Open GettyScience opened 1 year ago

GettyScience commented 1 year ago

Hello,

So I am an undergraduate, so it is possible that my errors are easily an ignorance issue, but I am trying to analyze RNA-seq data through your data. I work in a lab looking for gravitropic genes in the Arabidopsis Thaliana model. We have a dataset of previously examined RNA-seq data that I am trying to run through the code in R but the results I have found are confusing to say the least. When bootstrapped at 10, we have no variance and the C- and D- values cap out at "infinity". When bootstrapped at 100, we get no C-, S-, or D- scores with only numbers showing in the Rho2 and var2.

I am running the analysis on my laptop (16Gb), but despite a longer wait it still runs just fine. Our data also only has 4 samples per treatment and tissue, so the analysis is >27,000 genes but only 4 samples.

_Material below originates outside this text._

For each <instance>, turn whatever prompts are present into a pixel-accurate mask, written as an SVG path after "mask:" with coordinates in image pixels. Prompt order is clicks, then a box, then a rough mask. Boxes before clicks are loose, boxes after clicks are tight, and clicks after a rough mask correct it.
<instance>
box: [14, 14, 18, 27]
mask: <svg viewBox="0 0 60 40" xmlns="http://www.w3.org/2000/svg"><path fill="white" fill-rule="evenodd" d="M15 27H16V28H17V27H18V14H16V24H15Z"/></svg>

Would either of these relate to the issues we are finding or could you offer any more advice for this issue?

Thank you,

yaccos commented 1 year ago

Thank you for your request. Unfortunately, 4 samples per treatment is too low considering that you have more than 27,000 genes. With such as high number of genes, I would recommend having more than 100 samples per treatment.

GettyScience commented 1 year ago

Thank you for the quick reply. Would you be willing to elaborate on why the small sample size causes the calculations to fail? In our field, small samples are common as the model is very inbred and genetically controlled. Is there a way to get past this issue within the larger code or would it remain inappropriate for the statistical methods being used?

Thank you,

yaccos commented 1 year ago

Considering that the csdR makes an all-to-all comparison of the genes, it reports C-,S- and D-values for 364,486,500 gene pairs when running it with 27,000 genes. Having just 4 samples per treatment will therefore make a lot of spurious associations. csdR was originally intended for large-scale clinical studies where sufficiently high samples sizes are available, but obtaining that amount of data is often unfeasible for other types of studies. For your sample size, there are still some analyses you can use. You could for instance measure the fold change in gene expression between the two conditions and show the results in a vulcano plot.